Bacon ended up in one of the last stock companies, in San Jose, for seventeen years, during which he is alleged to have assumed over six hundred roles. One sort of character in particular seems to have caught his interest—the uneducated rustic, innocent of fancy fashion, who somehow gets the better of popinjays and rogues. It was a national stereotype, just then reaching its apex in the career of the third Joseph Jefferson (acting was a family trade), especially in
Rip Van Winkle
(1866). During his galley years in San Jose, Bacon envisioned a vehicle for his own version of the trope, a small-time hotelier named Bill Jones and ironically nicknamed “Lightnin’” for his life tempo, as slow as paste and a kind of objective correlative for his low-key yet fierce sense of independence. No one crowds Bill Jones. “Lightnin’” has wife troubles, money troubles, and to every question a set of deadpan retorts that exasperate all those in the vicinity yet—Bacon hoped—amuse the public. “Lightnin’”’s hotel straddles the California-Nevada border, the state line running through the middle of the lobby: so women can shield their reputations by claiming to be on holiday in California while more truly seeking one of those quickie Nevada divorces.

Bacon called his play
The Divided House,
1
and found no takers. Were managers—the contemporary term for “producers”—leery of a character that had held the stage for over a century, or did Bacon fail to set him off properly?

By 1912, Bacon had made it to New York, then as now the goal of virtually any working actor; but Bacon’s New York was vaudeville or plays of no professional importance. Now forty-eight, he had been acting for twenty-two years and had every reason to assume that he would never be anything more than one of the many who got a modest living out of it but made no mark.

And then Bacon happened to tell the extremely successful playwright Winchell Smith about
The Divided House,
and how nobody wanted it, and how Bacon had sold it to the movies.

“Buy it back,” said Smith.
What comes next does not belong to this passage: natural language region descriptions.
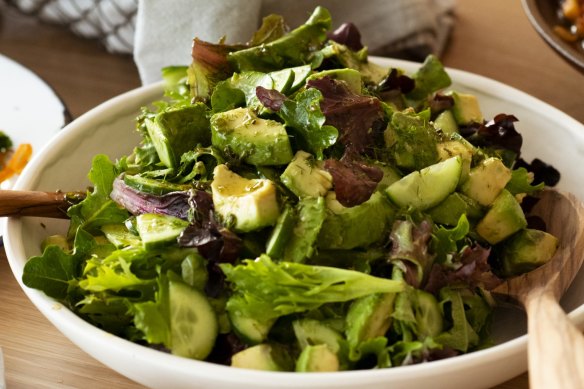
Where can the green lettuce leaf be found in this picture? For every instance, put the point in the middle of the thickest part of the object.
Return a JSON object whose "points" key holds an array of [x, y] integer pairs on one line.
{"points": [[268, 290], [304, 116], [55, 271], [97, 209], [292, 49]]}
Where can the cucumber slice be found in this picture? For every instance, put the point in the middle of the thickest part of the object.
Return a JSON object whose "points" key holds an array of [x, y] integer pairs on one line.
{"points": [[428, 187], [193, 323], [313, 332], [158, 230]]}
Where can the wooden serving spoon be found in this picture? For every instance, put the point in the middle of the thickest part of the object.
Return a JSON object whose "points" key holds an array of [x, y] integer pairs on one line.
{"points": [[555, 345], [33, 203]]}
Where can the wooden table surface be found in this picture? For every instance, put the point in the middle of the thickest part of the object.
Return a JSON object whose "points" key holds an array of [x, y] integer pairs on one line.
{"points": [[491, 38]]}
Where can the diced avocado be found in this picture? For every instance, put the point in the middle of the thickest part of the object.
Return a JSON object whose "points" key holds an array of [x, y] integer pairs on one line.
{"points": [[179, 130], [445, 121], [304, 178], [310, 332], [459, 146], [466, 109], [317, 358], [257, 141], [193, 322], [526, 250], [248, 329], [453, 207], [411, 141], [119, 235], [159, 230], [262, 357], [311, 213], [152, 186], [359, 226], [390, 175], [504, 218], [428, 187], [251, 203], [55, 240], [486, 180], [281, 233], [369, 317], [351, 77]]}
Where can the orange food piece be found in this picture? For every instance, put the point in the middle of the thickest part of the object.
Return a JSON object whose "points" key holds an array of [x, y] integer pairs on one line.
{"points": [[17, 162]]}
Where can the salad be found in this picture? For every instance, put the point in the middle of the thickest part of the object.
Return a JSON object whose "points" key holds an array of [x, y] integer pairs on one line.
{"points": [[294, 207]]}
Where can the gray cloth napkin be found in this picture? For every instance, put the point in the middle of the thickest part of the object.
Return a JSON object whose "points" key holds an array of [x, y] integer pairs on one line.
{"points": [[164, 30], [160, 33]]}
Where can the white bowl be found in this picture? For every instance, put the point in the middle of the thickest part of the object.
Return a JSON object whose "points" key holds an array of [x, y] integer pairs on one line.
{"points": [[548, 134]]}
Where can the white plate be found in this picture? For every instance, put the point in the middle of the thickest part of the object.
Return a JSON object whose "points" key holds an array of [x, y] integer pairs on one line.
{"points": [[548, 134], [30, 111]]}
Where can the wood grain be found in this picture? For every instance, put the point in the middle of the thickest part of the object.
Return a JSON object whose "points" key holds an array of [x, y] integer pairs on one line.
{"points": [[33, 203], [555, 345], [492, 38]]}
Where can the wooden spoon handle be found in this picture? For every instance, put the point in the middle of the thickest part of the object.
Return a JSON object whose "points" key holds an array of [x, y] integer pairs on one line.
{"points": [[555, 345], [32, 203]]}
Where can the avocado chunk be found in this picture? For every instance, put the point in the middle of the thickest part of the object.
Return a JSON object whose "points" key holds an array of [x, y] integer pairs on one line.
{"points": [[453, 207], [159, 230], [311, 332], [252, 204], [262, 357], [457, 145], [359, 226], [310, 216], [466, 109], [317, 358], [445, 121], [369, 317], [304, 178], [351, 77], [428, 187], [177, 131], [257, 141], [504, 218], [486, 180], [527, 250]]}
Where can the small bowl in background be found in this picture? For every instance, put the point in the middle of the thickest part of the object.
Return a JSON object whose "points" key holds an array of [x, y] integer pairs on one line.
{"points": [[544, 15]]}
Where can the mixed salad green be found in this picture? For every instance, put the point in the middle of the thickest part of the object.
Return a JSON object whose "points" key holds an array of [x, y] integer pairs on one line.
{"points": [[293, 206]]}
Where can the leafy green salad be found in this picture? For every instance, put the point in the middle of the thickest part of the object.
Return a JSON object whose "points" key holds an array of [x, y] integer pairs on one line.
{"points": [[293, 206]]}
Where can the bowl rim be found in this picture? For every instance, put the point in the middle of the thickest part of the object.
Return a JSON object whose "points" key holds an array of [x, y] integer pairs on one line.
{"points": [[543, 28], [74, 327]]}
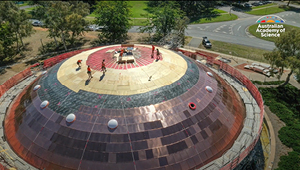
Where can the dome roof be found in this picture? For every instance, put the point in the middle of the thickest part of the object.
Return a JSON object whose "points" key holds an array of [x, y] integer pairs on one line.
{"points": [[133, 118]]}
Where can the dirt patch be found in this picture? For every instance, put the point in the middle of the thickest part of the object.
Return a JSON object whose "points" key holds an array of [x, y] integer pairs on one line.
{"points": [[281, 149]]}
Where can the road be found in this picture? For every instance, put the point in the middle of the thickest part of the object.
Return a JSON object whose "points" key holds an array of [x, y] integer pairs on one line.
{"points": [[236, 31]]}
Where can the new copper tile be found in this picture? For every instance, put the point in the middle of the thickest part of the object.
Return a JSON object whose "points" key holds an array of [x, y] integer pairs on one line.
{"points": [[158, 126]]}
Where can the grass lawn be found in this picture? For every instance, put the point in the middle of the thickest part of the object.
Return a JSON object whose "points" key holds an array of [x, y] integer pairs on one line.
{"points": [[270, 10], [187, 40], [90, 19], [138, 22], [252, 30], [261, 6], [138, 8], [238, 50], [29, 9], [219, 11], [218, 18]]}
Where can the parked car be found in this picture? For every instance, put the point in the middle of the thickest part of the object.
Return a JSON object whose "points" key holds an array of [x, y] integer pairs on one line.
{"points": [[206, 43]]}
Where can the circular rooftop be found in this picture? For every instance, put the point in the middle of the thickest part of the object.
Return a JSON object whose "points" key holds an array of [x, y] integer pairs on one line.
{"points": [[148, 100]]}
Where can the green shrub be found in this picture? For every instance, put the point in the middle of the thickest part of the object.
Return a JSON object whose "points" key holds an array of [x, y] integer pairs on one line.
{"points": [[289, 162], [285, 103], [290, 136]]}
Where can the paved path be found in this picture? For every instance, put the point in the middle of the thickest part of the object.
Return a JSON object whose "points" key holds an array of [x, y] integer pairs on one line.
{"points": [[251, 75]]}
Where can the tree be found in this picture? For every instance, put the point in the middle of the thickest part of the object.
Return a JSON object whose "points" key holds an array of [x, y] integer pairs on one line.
{"points": [[6, 40], [288, 3], [18, 20], [114, 16], [163, 20], [286, 54], [63, 18], [180, 27]]}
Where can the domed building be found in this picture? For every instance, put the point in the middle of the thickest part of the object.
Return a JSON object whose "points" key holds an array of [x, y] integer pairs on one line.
{"points": [[166, 113]]}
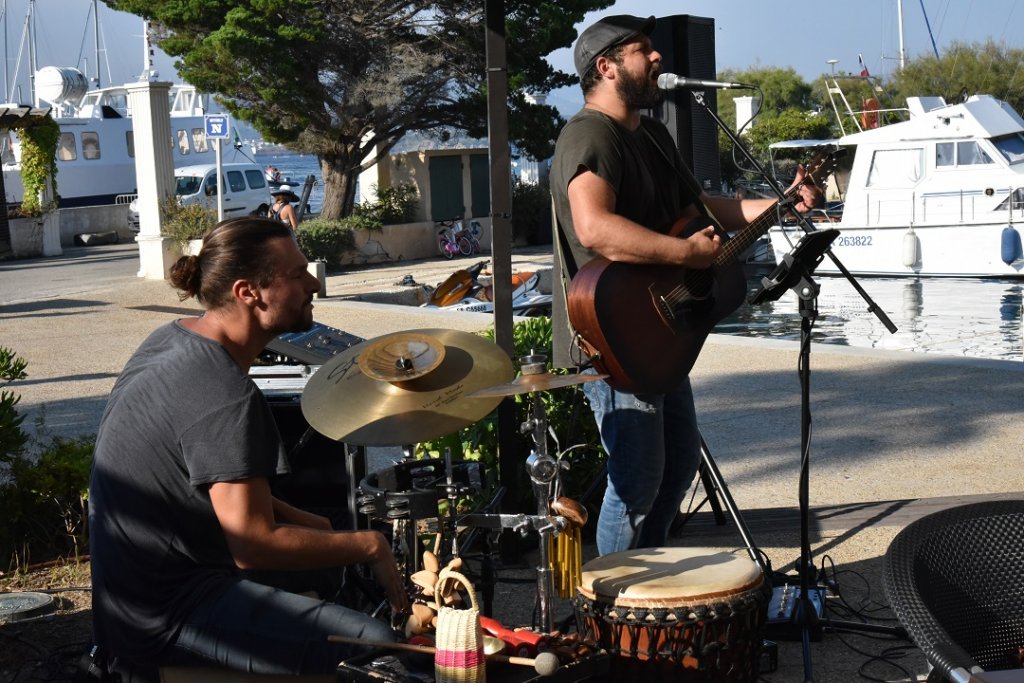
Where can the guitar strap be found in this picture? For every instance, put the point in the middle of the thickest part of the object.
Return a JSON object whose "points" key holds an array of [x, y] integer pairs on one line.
{"points": [[672, 162], [564, 270]]}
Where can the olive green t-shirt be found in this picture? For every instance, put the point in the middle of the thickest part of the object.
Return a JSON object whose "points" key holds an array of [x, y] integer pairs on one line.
{"points": [[651, 182]]}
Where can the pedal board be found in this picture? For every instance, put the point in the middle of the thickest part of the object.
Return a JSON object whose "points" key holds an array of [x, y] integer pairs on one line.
{"points": [[783, 601]]}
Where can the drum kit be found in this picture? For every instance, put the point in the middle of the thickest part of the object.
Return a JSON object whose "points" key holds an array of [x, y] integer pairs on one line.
{"points": [[415, 386], [699, 609]]}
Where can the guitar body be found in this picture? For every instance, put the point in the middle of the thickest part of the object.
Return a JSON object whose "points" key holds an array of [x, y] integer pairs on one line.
{"points": [[645, 325]]}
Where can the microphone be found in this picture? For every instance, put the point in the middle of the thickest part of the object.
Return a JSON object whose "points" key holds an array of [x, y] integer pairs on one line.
{"points": [[673, 82]]}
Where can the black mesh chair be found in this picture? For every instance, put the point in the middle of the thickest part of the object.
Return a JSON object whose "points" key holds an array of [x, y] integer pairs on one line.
{"points": [[955, 581]]}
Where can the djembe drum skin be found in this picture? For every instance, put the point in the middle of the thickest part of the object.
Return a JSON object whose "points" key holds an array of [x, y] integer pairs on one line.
{"points": [[691, 613]]}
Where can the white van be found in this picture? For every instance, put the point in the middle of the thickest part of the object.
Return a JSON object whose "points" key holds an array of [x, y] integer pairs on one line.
{"points": [[246, 189]]}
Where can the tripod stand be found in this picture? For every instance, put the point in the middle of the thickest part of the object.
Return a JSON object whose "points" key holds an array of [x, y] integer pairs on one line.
{"points": [[795, 272]]}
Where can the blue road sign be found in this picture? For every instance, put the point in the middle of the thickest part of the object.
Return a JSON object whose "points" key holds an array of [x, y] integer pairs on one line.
{"points": [[217, 125]]}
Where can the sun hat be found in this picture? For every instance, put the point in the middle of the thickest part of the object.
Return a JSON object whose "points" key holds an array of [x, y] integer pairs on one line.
{"points": [[604, 34], [285, 189]]}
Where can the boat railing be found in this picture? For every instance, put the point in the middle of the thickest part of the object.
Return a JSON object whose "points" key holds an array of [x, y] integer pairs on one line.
{"points": [[862, 118]]}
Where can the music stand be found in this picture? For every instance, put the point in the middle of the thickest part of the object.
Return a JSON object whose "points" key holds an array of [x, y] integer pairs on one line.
{"points": [[795, 273]]}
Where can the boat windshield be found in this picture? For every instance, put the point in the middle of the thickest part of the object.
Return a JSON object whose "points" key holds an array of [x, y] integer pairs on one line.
{"points": [[187, 184], [1011, 146]]}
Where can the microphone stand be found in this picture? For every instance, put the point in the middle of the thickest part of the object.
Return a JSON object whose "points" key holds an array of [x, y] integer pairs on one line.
{"points": [[698, 97], [795, 272]]}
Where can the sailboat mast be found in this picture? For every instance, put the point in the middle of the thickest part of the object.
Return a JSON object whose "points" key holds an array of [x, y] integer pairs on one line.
{"points": [[902, 52], [95, 37], [30, 25]]}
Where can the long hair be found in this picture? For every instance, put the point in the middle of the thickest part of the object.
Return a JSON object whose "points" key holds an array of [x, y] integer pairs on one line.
{"points": [[233, 249]]}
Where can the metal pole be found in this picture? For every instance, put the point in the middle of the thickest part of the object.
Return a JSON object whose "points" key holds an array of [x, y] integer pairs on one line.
{"points": [[220, 183], [95, 36], [30, 24], [902, 52], [501, 241]]}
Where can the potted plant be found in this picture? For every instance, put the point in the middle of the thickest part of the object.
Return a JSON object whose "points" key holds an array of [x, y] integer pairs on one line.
{"points": [[185, 224]]}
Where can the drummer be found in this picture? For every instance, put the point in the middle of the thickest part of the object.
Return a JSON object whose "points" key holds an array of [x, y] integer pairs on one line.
{"points": [[180, 502]]}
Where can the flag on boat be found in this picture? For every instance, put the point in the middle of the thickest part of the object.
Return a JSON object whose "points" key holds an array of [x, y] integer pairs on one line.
{"points": [[863, 68]]}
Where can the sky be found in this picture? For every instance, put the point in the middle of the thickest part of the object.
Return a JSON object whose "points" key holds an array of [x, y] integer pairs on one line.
{"points": [[784, 33]]}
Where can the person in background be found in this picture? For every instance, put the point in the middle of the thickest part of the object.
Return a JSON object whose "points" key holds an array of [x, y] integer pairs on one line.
{"points": [[283, 210], [179, 498], [622, 190]]}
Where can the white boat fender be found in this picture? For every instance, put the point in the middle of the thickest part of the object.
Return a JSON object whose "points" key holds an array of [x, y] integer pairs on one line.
{"points": [[911, 248], [1011, 245]]}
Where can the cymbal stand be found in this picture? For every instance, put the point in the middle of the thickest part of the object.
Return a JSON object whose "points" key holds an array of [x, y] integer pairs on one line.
{"points": [[543, 470]]}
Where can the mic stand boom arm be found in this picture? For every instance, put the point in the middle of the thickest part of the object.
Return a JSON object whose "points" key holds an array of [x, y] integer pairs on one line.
{"points": [[872, 307]]}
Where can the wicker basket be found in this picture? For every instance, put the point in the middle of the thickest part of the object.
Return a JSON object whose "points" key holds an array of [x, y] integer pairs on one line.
{"points": [[459, 648]]}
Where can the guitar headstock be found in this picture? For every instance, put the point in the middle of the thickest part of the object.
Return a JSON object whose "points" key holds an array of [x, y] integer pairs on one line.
{"points": [[823, 163]]}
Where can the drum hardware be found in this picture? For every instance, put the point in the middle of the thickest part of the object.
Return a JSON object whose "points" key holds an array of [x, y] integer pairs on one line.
{"points": [[535, 378], [784, 600], [404, 387]]}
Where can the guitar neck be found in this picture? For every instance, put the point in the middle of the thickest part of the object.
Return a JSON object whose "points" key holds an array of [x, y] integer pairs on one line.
{"points": [[748, 236]]}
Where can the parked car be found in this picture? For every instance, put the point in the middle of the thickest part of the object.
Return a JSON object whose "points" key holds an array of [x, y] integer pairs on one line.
{"points": [[246, 189]]}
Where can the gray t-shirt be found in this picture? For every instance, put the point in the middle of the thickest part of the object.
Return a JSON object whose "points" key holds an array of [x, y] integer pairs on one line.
{"points": [[181, 415], [651, 182]]}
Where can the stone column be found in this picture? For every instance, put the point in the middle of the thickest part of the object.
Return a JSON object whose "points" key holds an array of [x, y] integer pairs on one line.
{"points": [[148, 102]]}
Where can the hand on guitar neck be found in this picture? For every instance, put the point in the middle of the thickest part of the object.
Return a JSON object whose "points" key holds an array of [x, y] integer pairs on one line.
{"points": [[644, 325]]}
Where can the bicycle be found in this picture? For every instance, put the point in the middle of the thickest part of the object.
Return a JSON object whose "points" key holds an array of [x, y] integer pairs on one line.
{"points": [[472, 233], [452, 241]]}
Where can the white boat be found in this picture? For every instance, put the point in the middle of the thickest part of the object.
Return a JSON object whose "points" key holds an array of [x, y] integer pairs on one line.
{"points": [[96, 150], [938, 195]]}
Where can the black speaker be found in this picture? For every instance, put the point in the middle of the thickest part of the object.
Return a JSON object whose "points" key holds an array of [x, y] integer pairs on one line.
{"points": [[687, 47], [318, 480]]}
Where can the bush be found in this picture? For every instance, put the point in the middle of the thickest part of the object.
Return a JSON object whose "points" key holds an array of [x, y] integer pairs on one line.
{"points": [[394, 205], [183, 223], [12, 437], [567, 414], [39, 161], [43, 486], [44, 503], [327, 240], [531, 212]]}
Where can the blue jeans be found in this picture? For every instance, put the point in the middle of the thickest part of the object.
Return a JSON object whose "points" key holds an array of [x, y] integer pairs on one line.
{"points": [[258, 629], [653, 447]]}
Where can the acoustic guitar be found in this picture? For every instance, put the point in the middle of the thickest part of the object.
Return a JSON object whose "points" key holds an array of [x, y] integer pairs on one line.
{"points": [[644, 326]]}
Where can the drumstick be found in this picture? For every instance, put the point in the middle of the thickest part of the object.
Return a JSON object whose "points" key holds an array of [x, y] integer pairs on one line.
{"points": [[546, 664]]}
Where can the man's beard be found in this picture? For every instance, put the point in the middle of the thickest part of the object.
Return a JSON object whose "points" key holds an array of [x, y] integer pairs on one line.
{"points": [[638, 92]]}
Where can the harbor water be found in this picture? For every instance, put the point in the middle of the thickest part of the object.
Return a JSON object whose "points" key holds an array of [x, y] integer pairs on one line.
{"points": [[950, 316], [297, 168], [978, 318]]}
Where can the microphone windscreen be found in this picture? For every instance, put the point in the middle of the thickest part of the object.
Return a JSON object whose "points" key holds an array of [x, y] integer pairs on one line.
{"points": [[546, 664]]}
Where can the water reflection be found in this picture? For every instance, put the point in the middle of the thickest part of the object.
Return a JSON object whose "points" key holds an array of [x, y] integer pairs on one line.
{"points": [[952, 316]]}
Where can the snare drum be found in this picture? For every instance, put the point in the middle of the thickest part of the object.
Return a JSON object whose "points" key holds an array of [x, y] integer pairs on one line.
{"points": [[694, 613]]}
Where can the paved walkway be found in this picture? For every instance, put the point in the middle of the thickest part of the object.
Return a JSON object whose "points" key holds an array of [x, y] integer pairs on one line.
{"points": [[887, 426]]}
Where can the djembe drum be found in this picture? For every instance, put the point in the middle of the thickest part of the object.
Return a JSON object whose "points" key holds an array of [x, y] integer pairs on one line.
{"points": [[691, 613]]}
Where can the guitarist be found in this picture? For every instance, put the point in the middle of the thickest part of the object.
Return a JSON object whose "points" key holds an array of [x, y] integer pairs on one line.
{"points": [[622, 190]]}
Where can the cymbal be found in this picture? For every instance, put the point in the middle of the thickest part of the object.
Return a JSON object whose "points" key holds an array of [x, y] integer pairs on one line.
{"points": [[344, 401], [530, 382]]}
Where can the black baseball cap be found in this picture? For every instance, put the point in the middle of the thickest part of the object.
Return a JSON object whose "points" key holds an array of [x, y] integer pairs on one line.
{"points": [[605, 34]]}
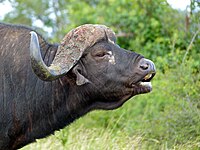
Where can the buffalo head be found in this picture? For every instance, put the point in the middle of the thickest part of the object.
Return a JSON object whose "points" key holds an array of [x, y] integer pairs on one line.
{"points": [[89, 56]]}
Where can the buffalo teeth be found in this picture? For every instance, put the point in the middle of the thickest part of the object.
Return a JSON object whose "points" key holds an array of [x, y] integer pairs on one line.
{"points": [[146, 84], [148, 76]]}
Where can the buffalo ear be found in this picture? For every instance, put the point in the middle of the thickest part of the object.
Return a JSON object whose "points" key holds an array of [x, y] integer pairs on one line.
{"points": [[80, 79]]}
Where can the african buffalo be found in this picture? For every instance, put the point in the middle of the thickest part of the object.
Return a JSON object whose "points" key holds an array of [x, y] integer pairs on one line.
{"points": [[44, 87]]}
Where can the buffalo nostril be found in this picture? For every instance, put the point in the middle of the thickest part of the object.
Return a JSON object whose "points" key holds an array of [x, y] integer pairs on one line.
{"points": [[144, 66]]}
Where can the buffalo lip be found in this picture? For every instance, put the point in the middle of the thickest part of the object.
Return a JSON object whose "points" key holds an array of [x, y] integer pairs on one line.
{"points": [[145, 81]]}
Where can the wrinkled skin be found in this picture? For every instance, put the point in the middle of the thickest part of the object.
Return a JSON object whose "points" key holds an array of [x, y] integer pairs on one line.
{"points": [[104, 78]]}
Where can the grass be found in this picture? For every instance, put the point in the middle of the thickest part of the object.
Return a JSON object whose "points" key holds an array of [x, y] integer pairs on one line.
{"points": [[166, 119]]}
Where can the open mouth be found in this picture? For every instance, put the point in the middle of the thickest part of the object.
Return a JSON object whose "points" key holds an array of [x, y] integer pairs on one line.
{"points": [[146, 81]]}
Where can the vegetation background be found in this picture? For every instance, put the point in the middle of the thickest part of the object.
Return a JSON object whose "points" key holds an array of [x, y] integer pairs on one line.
{"points": [[167, 118]]}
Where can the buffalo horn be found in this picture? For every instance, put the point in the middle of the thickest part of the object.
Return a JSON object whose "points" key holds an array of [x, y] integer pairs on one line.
{"points": [[39, 67]]}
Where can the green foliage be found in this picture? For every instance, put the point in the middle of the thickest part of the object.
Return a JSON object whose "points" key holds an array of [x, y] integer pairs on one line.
{"points": [[167, 118]]}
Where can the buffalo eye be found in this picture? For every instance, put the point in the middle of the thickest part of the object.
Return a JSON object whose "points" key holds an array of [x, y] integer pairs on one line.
{"points": [[101, 54]]}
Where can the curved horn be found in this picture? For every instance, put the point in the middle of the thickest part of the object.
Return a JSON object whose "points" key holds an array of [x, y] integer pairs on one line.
{"points": [[39, 67]]}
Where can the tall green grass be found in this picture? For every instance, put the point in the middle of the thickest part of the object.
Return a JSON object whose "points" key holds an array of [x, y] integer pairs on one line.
{"points": [[166, 118]]}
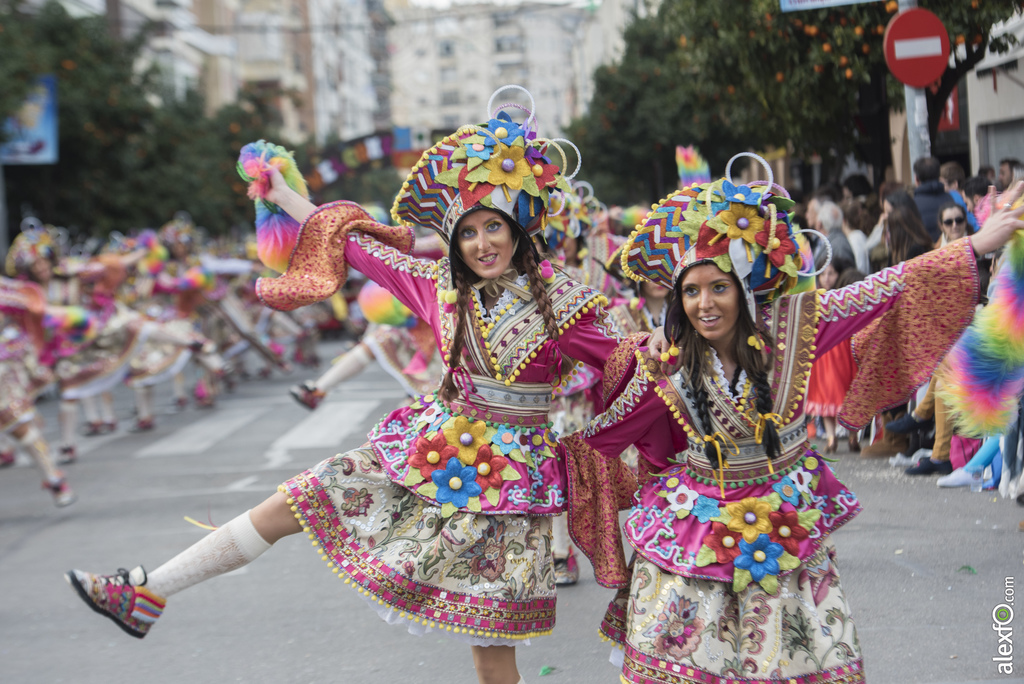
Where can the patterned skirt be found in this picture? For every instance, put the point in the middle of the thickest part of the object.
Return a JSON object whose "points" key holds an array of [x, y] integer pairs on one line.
{"points": [[485, 580], [20, 381], [677, 630]]}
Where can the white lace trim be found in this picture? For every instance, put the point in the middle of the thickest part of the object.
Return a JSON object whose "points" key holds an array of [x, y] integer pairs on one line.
{"points": [[504, 300], [720, 376]]}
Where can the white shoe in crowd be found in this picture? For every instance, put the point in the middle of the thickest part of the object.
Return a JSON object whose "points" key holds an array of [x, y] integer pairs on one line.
{"points": [[958, 477], [901, 461]]}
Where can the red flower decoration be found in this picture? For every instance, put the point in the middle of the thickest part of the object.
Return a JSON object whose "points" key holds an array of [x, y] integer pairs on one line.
{"points": [[723, 542], [785, 529], [711, 243], [779, 250], [420, 454], [494, 464], [472, 193], [547, 177]]}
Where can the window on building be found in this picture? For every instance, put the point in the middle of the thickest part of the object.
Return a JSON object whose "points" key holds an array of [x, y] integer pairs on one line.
{"points": [[508, 44]]}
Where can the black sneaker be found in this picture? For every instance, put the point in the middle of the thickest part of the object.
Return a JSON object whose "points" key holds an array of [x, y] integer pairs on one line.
{"points": [[928, 467], [906, 424]]}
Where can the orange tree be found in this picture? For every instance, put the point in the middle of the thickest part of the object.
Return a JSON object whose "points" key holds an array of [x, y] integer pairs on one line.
{"points": [[727, 74]]}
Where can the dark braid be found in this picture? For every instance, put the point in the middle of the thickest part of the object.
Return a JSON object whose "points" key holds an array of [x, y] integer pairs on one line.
{"points": [[764, 403], [704, 413], [540, 291], [449, 389]]}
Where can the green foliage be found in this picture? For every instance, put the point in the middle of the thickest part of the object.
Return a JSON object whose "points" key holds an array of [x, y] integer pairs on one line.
{"points": [[131, 154], [725, 76]]}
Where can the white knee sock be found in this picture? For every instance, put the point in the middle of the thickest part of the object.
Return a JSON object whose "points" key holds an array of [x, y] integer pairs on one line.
{"points": [[107, 408], [37, 447], [351, 364], [90, 409], [226, 549], [560, 536], [143, 401], [69, 421]]}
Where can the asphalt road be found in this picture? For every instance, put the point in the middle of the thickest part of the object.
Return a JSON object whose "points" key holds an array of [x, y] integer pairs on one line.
{"points": [[922, 614]]}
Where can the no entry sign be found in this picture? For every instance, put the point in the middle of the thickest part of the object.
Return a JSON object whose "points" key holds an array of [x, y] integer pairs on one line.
{"points": [[916, 47]]}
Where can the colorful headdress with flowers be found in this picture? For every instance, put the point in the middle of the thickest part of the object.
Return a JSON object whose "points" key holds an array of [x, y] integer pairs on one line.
{"points": [[745, 229], [570, 214], [181, 228], [35, 242], [499, 165]]}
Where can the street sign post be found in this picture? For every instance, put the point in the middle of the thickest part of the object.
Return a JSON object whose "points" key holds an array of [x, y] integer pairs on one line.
{"points": [[916, 46]]}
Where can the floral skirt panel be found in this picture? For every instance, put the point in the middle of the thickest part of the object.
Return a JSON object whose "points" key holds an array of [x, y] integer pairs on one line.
{"points": [[486, 579], [101, 365], [678, 630]]}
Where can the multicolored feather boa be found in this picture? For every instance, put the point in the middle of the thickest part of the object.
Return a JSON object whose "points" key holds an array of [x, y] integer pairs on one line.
{"points": [[985, 375], [275, 230]]}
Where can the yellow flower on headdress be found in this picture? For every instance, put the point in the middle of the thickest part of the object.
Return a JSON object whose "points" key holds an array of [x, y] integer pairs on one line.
{"points": [[507, 166], [741, 221]]}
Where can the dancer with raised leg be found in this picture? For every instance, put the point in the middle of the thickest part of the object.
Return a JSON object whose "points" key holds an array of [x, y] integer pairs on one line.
{"points": [[471, 474]]}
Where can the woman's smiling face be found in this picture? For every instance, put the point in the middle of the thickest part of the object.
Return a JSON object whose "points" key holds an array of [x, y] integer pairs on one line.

He then rewrote Bacon’s script, and with manager John Golden opened it at the Gaiety Theatre (at the southwest corner of Broadway and Forty-sixth Street, now demolished) on August 26, 1918. The renamed
Lightnin’
was a smash. In fact, Bacon was the star and co-author of the biggest hit that Broadway had had to that time. More important, it was general belief that Frank Bacon
was
Lightnin’. Critics likened his warmth and “business” to that of Joseph Jefferson—who also had had to apply to an extremely successful playwright, Dion Boucicault, for assistance before his
Rip Van Winkle
went over.

Up to
Lightnin’,
the record for a New York run belonged to J. Hartley Manners, whose
Peg O’ My Heart
(1912) held New York for about twenty months. Three other titles (
A Trip To Chinatown
[1891],
Adonis
[1884], and
The Music Master
[1904]) trailed
Peg
by a month or so.
Lightnin’
played New York for
three years,
and, had Bacon got his way, he would have led every single performance. Eventually persuaded to take a vacation, Bacon spent it in the Gaiety Theatre watching his replacement, Milton Nobles, who was getting in shape to head the first national company.

It was as though Bacon feared even momentary separation from the individualizing event of his life. He was a husband and father, yes: who wasn’t, in those days? But in
Lightnin’,
Bacon had created something typical yet unique, a play made of hokum that seemed the most honest good time the public ever had. And as Bill Jones, Bacon topped even Joseph Jefferson perhaps, and he could look forward to playing the show he so loved up and down the country for the rest of his working life. Indeed, they had had no little trouble auditioning Bacon’s successor; Nobles was something like seventy, coaxed out of retirement to save the day.